Discounts are available to Licensees that own, control or manage multiple Locations. If more than one Location is licensed under this Agreement, the License Fee will be discounted by the appropriate percentage (per Table 1.2 above). The discount will be applied once annually on the first day of each Renewal Term based on the number of Locations licensed at that time.

2. LICENSE FEE TERM & PAYMENT

This Agreement shall commence on the Music use start date set forth in the Music License (the “Start Date”) and continue for a period of one year (the “Initial Term”). Thereafter, the term of the Agreement shall automatically renew annually (each renewal period a “Renewal Term” and the Initial Term plus all Renewal Terms collectively, the “Agreement Term”).

License Fees for the Initial Term are due upon execution of the Agreement. License Fees for Renewal Terms will be invoiced in advance and due as of the first day of each Renewal Term.

3. ADDING & REMOVING LOCATIONS

If you open, acquire or otherwise begin occupying a new Location during the Agreement Term, you agree to immediately notify AllTrack in writing, of the new Location’s name, physical address, its open, acquisition or initial occupancy date, its Maximum Occupancy, and to the extent that Live Music performances are expected to occur, the expected Live Music frequency per week on average (if any), as required to calculate the appropriate pro-rated License Fee through the end of the Agreement Term then in effect. The pro-rated License Fee for a new Location will be due and payable as of its open, acquisition or initial occupancy date. A new Location will be eligible for the Multiple Location Discount percentage in effect (if any) at the beginning of the annual term in which it is added.

Locations may be removed effective the end of any Agreement Term then in effect by providing written notice of non-renewal to AllTrack no later than 30 days prior to expiration of the Agreement Term then in effect.

4. DEFINITIONS

License Fee. The amount payable by Licensee to obtain the right of public performance for Music played at the Locations.

Live Music. Music that is performed in person by bands, solo musicians, singers/vocalists, instrumentalists, DJs, karaoke or other similar persons (including live performances via webcast, livestream or holographic transmission).

Location. A location or premises provided by Licensee at the time of execution of the Agreement, or added to the Agreement by Licensee during the Agreement Term, in each case as submitted to AllTrack on the applicable Reporting Form or online application made available to Licensee by AllTrack.

Maximum Occupancy. The maximum number of persons allowed at a Location in accordance with local fire code or similar regulations.

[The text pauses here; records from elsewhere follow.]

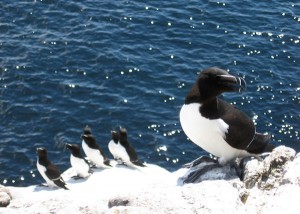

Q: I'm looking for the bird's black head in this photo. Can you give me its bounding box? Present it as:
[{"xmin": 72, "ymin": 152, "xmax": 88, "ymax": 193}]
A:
[
  {"xmin": 81, "ymin": 134, "xmax": 96, "ymax": 146},
  {"xmin": 83, "ymin": 125, "xmax": 92, "ymax": 135},
  {"xmin": 36, "ymin": 147, "xmax": 47, "ymax": 157},
  {"xmin": 186, "ymin": 68, "xmax": 246, "ymax": 103},
  {"xmin": 66, "ymin": 143, "xmax": 80, "ymax": 156},
  {"xmin": 111, "ymin": 131, "xmax": 119, "ymax": 143}
]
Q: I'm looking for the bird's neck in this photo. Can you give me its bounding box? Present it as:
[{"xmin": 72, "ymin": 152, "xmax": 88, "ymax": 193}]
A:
[{"xmin": 199, "ymin": 97, "xmax": 220, "ymax": 119}]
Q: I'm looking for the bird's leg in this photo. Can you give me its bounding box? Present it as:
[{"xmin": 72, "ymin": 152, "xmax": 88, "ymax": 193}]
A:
[
  {"xmin": 72, "ymin": 175, "xmax": 83, "ymax": 180},
  {"xmin": 183, "ymin": 156, "xmax": 218, "ymax": 168}
]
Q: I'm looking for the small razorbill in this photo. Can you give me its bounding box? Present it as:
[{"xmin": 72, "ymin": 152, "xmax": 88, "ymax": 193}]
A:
[
  {"xmin": 36, "ymin": 147, "xmax": 68, "ymax": 190},
  {"xmin": 108, "ymin": 131, "xmax": 121, "ymax": 161},
  {"xmin": 117, "ymin": 128, "xmax": 145, "ymax": 167},
  {"xmin": 66, "ymin": 144, "xmax": 92, "ymax": 178},
  {"xmin": 81, "ymin": 126, "xmax": 111, "ymax": 167}
]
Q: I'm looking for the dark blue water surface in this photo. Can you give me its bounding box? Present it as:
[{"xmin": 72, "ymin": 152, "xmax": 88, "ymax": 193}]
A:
[{"xmin": 0, "ymin": 0, "xmax": 300, "ymax": 186}]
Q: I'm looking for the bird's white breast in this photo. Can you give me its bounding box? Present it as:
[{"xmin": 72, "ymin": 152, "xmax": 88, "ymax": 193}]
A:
[
  {"xmin": 36, "ymin": 161, "xmax": 56, "ymax": 187},
  {"xmin": 82, "ymin": 140, "xmax": 104, "ymax": 166},
  {"xmin": 180, "ymin": 103, "xmax": 245, "ymax": 163},
  {"xmin": 70, "ymin": 155, "xmax": 90, "ymax": 177},
  {"xmin": 108, "ymin": 140, "xmax": 130, "ymax": 163},
  {"xmin": 108, "ymin": 140, "xmax": 120, "ymax": 159}
]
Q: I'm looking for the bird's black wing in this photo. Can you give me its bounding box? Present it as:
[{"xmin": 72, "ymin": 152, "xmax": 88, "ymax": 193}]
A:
[
  {"xmin": 218, "ymin": 99, "xmax": 255, "ymax": 150},
  {"xmin": 45, "ymin": 164, "xmax": 68, "ymax": 189},
  {"xmin": 125, "ymin": 145, "xmax": 138, "ymax": 162}
]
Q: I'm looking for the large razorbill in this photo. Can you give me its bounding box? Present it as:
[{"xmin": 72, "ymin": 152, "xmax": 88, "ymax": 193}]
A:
[
  {"xmin": 81, "ymin": 126, "xmax": 111, "ymax": 167},
  {"xmin": 36, "ymin": 147, "xmax": 68, "ymax": 189},
  {"xmin": 180, "ymin": 67, "xmax": 274, "ymax": 174}
]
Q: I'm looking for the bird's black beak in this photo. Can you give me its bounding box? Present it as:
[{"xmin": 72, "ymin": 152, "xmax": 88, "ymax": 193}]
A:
[{"xmin": 217, "ymin": 75, "xmax": 247, "ymax": 92}]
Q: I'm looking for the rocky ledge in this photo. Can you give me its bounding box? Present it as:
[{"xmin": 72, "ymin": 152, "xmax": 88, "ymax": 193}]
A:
[{"xmin": 0, "ymin": 146, "xmax": 300, "ymax": 214}]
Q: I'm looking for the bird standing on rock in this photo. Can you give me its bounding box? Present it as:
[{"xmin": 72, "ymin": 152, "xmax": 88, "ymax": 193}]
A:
[
  {"xmin": 66, "ymin": 144, "xmax": 92, "ymax": 178},
  {"xmin": 81, "ymin": 126, "xmax": 111, "ymax": 167},
  {"xmin": 36, "ymin": 147, "xmax": 68, "ymax": 190},
  {"xmin": 110, "ymin": 128, "xmax": 145, "ymax": 167},
  {"xmin": 180, "ymin": 67, "xmax": 274, "ymax": 182}
]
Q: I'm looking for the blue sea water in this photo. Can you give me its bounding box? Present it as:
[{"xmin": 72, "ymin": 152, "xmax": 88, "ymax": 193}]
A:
[{"xmin": 0, "ymin": 0, "xmax": 300, "ymax": 186}]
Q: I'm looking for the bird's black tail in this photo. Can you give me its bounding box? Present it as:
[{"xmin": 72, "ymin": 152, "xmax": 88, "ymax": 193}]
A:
[
  {"xmin": 103, "ymin": 158, "xmax": 112, "ymax": 167},
  {"xmin": 247, "ymin": 133, "xmax": 275, "ymax": 154},
  {"xmin": 131, "ymin": 160, "xmax": 146, "ymax": 167},
  {"xmin": 53, "ymin": 177, "xmax": 69, "ymax": 190}
]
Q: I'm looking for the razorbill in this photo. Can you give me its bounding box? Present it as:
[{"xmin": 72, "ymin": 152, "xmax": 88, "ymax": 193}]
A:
[
  {"xmin": 117, "ymin": 128, "xmax": 145, "ymax": 167},
  {"xmin": 36, "ymin": 147, "xmax": 68, "ymax": 189},
  {"xmin": 180, "ymin": 67, "xmax": 274, "ymax": 180},
  {"xmin": 66, "ymin": 144, "xmax": 92, "ymax": 178},
  {"xmin": 81, "ymin": 126, "xmax": 111, "ymax": 167},
  {"xmin": 108, "ymin": 131, "xmax": 123, "ymax": 161}
]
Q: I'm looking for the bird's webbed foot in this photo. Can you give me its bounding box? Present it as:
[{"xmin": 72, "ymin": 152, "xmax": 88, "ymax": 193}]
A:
[
  {"xmin": 183, "ymin": 163, "xmax": 222, "ymax": 184},
  {"xmin": 183, "ymin": 156, "xmax": 218, "ymax": 169}
]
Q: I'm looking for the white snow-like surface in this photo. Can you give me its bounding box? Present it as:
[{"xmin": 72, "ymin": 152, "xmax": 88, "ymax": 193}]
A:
[{"xmin": 0, "ymin": 147, "xmax": 300, "ymax": 214}]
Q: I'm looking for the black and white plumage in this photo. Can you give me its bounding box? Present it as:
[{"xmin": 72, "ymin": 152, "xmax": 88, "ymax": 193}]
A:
[
  {"xmin": 36, "ymin": 147, "xmax": 68, "ymax": 189},
  {"xmin": 81, "ymin": 126, "xmax": 111, "ymax": 167},
  {"xmin": 115, "ymin": 128, "xmax": 145, "ymax": 167},
  {"xmin": 180, "ymin": 68, "xmax": 274, "ymax": 165},
  {"xmin": 66, "ymin": 144, "xmax": 91, "ymax": 178},
  {"xmin": 108, "ymin": 131, "xmax": 125, "ymax": 160}
]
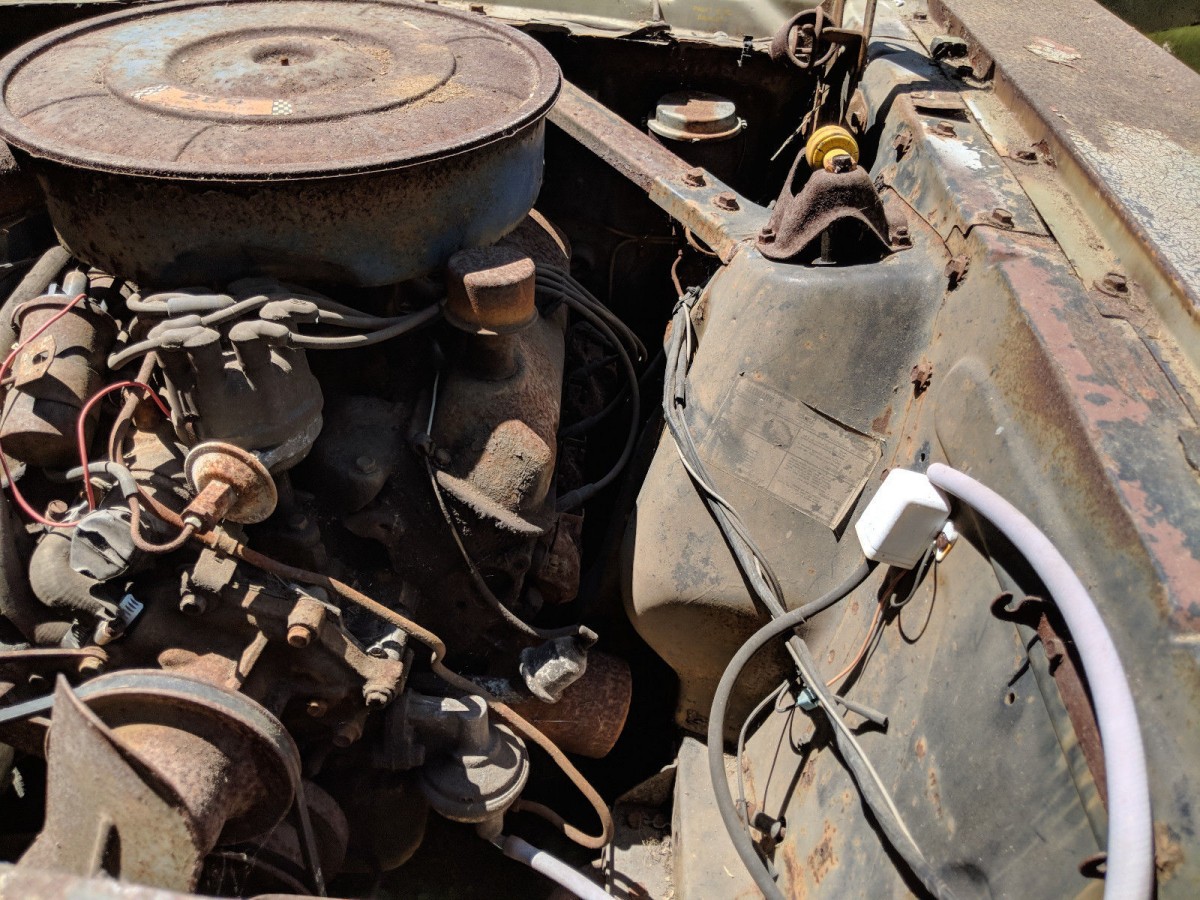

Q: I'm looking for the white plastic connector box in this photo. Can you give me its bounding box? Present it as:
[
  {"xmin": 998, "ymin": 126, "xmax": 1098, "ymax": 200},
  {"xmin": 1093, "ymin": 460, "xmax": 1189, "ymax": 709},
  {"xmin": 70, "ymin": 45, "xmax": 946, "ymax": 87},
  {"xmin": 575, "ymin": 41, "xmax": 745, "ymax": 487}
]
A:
[{"xmin": 854, "ymin": 469, "xmax": 950, "ymax": 569}]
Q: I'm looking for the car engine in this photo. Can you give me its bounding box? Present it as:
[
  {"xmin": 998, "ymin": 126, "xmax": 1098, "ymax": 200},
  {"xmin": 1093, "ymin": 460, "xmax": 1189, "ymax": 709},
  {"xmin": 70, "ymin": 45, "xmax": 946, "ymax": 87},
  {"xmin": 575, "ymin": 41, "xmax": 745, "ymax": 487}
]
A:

Recorded Music. Music that has been previously captured and recorded that is played (streamed, broadcast, transmitted, retransmitted, etc.) via any device including, but not limited to a digital streaming device (phone, tablet, desktop, laptop, smart TV, virtual reality hardware, augmented reality hardware, infotainment device, or other internet-connected device), background music device, TV or other audiovisual device, gaming machine or console, radio, jukebox or other device that enables the playback of digital media, CDs, tapes, records, DVDs, videotapes or other similar media.

5. EXCLUSIONS

An AllTrack license obtained in connection with this Fee Schedule excludes the right to play Music in connection with any of AllTrack’s other Fee Schedules, as determined in AllTrack’s sole discretion, including but not limited to AllTrack’s Fee Schedules for “Concerts & Promoters”, “Coffee & Tea Shops”, “Private Clubs”, “Adult Entertainment”, “Casinos & Gaming” and “Retail Locations – Goods and Services", provided, however that any retail operations at a Location for which this AllTrack license has been obtained that are owned and operated by Licensee shall not require a separate AllTrack license.